14 DAY TRIAL // After unmasking how the JSPatch hot-patching toolkit could be used to go around Apple's App Store review process and deliver malware to users, researchers from security firm FireEye have uncovered a similar tool capable of enabling the same type of attacks against iOS users.
This new tool, offered as a Web service via the Rollout.io website, allows developers to deliver quick patches to an iOS application by sending the necessary code to every device where the app is installed without having to push an update to the official App Store.
While Apple hasn't moved against these types of updates, the company doesn't recommend them either, mainly because they rely on tools that can be hijacked to deliver much more than just "updated functionality."
Rollout is an agent of good and evil at the same time
FireEye's team claims that Rollout.io, just like JSPatch, can be abused in different ways and taken over by malicious attackers who can push malicious functionality to apps that employ it.
The way Rollout.io works is simple. Developers first need to include the Rollout SDK in their apps, which is a trivial step. They then need to use the SDK to parse their apps and generate a dSYM (debug symbol) file, which they have to upload to the Rollout.io Web panel.
This allows the Rollout.io backend to reflect the app's structure inside its management panel, allowing the developer to use various types of techniques to write updates and push them to all apps with the press of a button.

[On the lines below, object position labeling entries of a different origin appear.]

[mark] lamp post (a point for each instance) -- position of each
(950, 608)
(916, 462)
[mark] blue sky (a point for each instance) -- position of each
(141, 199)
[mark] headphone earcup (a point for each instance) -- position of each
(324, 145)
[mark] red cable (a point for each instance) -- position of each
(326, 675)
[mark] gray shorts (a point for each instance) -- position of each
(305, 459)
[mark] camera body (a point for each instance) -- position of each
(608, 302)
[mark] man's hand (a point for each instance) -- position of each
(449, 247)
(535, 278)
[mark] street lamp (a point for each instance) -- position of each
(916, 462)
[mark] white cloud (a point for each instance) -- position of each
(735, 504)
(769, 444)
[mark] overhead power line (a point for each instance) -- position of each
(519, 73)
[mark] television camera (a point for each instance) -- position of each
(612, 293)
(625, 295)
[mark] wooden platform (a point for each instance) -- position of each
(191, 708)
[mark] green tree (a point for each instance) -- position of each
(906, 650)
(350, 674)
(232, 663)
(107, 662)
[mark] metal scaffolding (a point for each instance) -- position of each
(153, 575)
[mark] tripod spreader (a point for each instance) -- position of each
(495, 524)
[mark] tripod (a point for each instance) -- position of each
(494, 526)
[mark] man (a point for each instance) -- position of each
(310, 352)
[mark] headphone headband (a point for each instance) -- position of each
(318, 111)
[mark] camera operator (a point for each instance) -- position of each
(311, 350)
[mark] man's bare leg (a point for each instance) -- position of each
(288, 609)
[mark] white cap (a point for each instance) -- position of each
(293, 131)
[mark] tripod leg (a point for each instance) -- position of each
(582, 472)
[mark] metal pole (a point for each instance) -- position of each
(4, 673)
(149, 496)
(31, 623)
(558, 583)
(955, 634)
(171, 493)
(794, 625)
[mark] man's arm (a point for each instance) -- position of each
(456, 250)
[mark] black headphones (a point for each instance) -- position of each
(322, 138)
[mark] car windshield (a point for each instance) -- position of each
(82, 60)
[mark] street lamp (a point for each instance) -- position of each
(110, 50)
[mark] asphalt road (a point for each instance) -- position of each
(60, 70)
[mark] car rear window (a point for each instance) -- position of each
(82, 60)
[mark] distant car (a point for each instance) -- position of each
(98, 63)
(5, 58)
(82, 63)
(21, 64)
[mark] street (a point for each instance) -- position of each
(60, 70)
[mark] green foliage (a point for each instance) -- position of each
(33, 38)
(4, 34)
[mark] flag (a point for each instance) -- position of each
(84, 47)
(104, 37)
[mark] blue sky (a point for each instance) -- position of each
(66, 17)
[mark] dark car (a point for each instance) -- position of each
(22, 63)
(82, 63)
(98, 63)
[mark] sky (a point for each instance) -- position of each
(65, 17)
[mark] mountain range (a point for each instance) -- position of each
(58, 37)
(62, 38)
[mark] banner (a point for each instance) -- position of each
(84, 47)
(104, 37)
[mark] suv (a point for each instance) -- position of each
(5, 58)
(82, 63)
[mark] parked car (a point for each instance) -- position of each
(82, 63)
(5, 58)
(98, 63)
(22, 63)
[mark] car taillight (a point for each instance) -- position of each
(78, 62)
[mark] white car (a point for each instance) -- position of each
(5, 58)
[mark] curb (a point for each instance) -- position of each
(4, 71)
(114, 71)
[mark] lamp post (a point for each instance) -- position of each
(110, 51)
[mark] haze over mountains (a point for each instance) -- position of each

But while this all sounds perfect for developers who discover severe bugs that need to be fixed right away in their apps, FireEye researchers have found that an app developer can use Rollout to add malicious features to his app at any time he wishes, without Apple's or the user's consent.
Rollout can be used to push malicious features to iOS apps
A rogue app developer could easily write code that uses local iOS APIs, or even load custom APIs via Rollout, and add data exfiltration capabilities to his application, mining devices for sensitive information and uploading it to his own servers.
The problem is not that users can deliver code with "malicious functionality," but the fact that this code can access features and APIs that Apple prohibits in its app review process.
FireEye says that they've discovered over 245 iOS apps currently deploying the Rollout.io SDK. While JSPatch was developed and deployed mainly by Chinese developers, Rollout's service was built by an Israeli firm, and most of the developers who use it are from western countries.
The security vendor has contacted Rollout's parent company, which has said it will prepare fixes for its service to prevent developers from accessing iOS private APIs and private frameworks from their platform.